Perhaps this is a more-familiar analogy: Stick your head out your car window at normal highway speed of about 60 mph (100kph). If your head is fully out into the airstream, you won't hear much other than deafening wind noise. An EF2 tornado has winds twice that fast, and if you remember your basic physics, twice the airspeed is four times the power.

I can understand why people choose that "freight train" sound analogy: A nearby freight train is one of the loudest sustained white-noise sounds people commonly experience (especially in the midwest, where grade-level train track crossings are common). People latch on to that sound as a handy point of reference.

But I think comparing a tornado's noise to a freight train sells the tornado short. In the case of this EF2, for example, the noise was actually much, much louder than that. On top of the wind's own roar, you also have the sound of tens- or hundreds of thousands of trees breaking and falling, the sounds of tens of millions of tree limbs snapping. That's an unimaginable noise--- not only beyond what our ears can capture but way beyond what our brains can process.

People say "freight train sound" because they have no better reference. I said "continuous unusually sharp-sounding lightning" because I had no better reference.

I'd never heard a tornado destroying a forest before.

But the picture (above) brought it home, and I finally understood what I'd been hearing.

Ok, let's get back to the motorcycle ride through the tornado's path: that's tomorrow's entry!

6 comments:

  1. Can you expand on this statement?

    "I had a radar loop running on my PC, tracking the storm's progress (the public Nexrad feeds update every 6 minutes or so)."

    App? URL?

    ReplyDelete
  2. Thanks for the explanation, I’ve done both, as a crazy teenager I was hanging half out of the car at 90 mph on the interstate and shortly thereafter while in the Green Beret’s I was in a free fall club. 40 some years later I still can relive those experiences and your explanation brought them both back freshly into my memory. Thanks again for your comments about Mount Kitschmore. Being from Rapid City I get still get a good chuckle every time I think about it. I am enjoying your retirement through your blog as I use to fix my comp from your advice, Thanks so much- keep it up.

    ReplyDelete
  3. Ed, you might be interested in an earlier post, June 18th: Virtual Tornado Chases

    http://fredlanga.blogspot.com/2008/06/do-it-yourself-virtual-tornado-chases.html

    It lists some software.

    I use the radar feed from http://www.wunderground.com all the time; I usually have it open in a browser tab, where I can toggle to it at will.

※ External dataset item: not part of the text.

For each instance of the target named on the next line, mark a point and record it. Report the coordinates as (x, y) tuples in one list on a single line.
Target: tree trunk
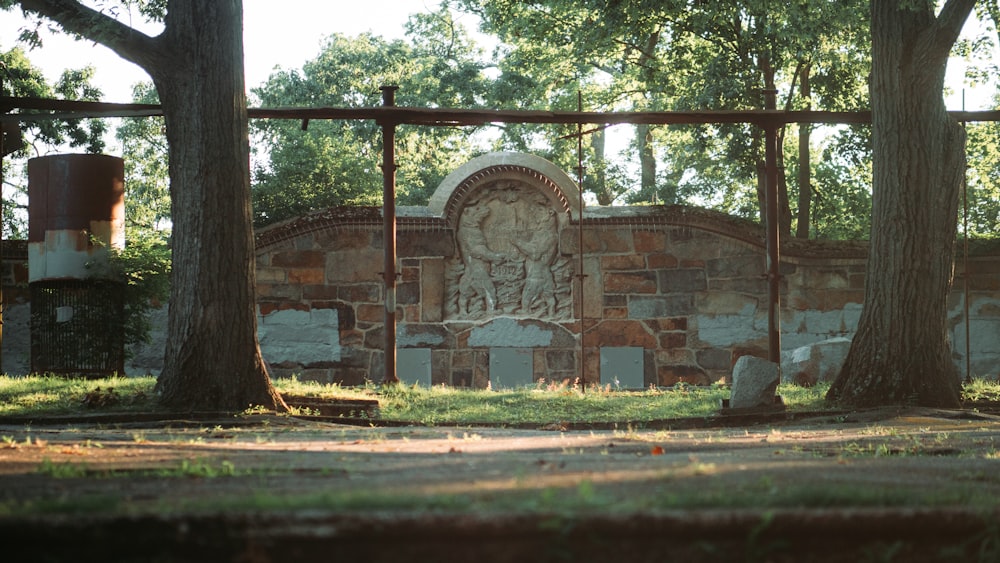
[(900, 353), (212, 357), (647, 158), (600, 175)]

    It's free, but for $5 a year--- that's right, per year--- you can access to advanced features and help keep the site alive.

    I set up the radar feed to show the last 10 frames (about an hour's data) in an animated loop; with storm tracks shown for all storms; lightning detection on; smoothing on, ground clutter unsuppressed. You can zoom in and out as desired, or switch to other regional radars at will.

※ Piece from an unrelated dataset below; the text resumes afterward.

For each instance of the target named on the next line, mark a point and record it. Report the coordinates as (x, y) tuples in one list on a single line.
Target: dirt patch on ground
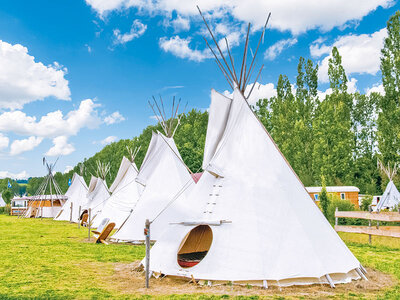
[(128, 280)]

    If you look at the time stamp of the latest radar image, you can see what the 6-ish minute update cycle is, and time a browser refresh to grab the latest image just as its received. Then, your browser will be more or less automatically synched with the radar feed for a while; it will self-update every 6 minutes or so, and you can watch a storm's progress in near-real time.

    ReplyDelete
  4. Thanks Fred. So basically your watching an image such as this:

    http://radblast-aa.wunderground.com/cgi-bin/radar/WUNIDS_map?station=CXX&brand=wui&num=6&delay=15&type=N0R&frame=0&scale=0.445&noclutter=0&t=1217613371&lat=0&lon=0&label=you&showstorms=0&map.x=400&map.y=240&centerx=121&centery=-46&transx=-279&transy=-286&showlabels=1&severe=0&rainsnow=0&lightning=0&smooth=0

    yes?

    ReplyDelete
  5. This comment has been removed by the author.

    ReplyDelete
  6. (sorry for the mispost, above)

    Basically, yes. I normally use the nearest radar site (in my case, Gray, ME): Radar is line of sight over the curved earth, so the more distant stations will only see stuff way up high over your head. A closer station gives you better midlevel and low coverage.

    Also, I turn smoothing "on" to let the graphics software do some visual interpolation.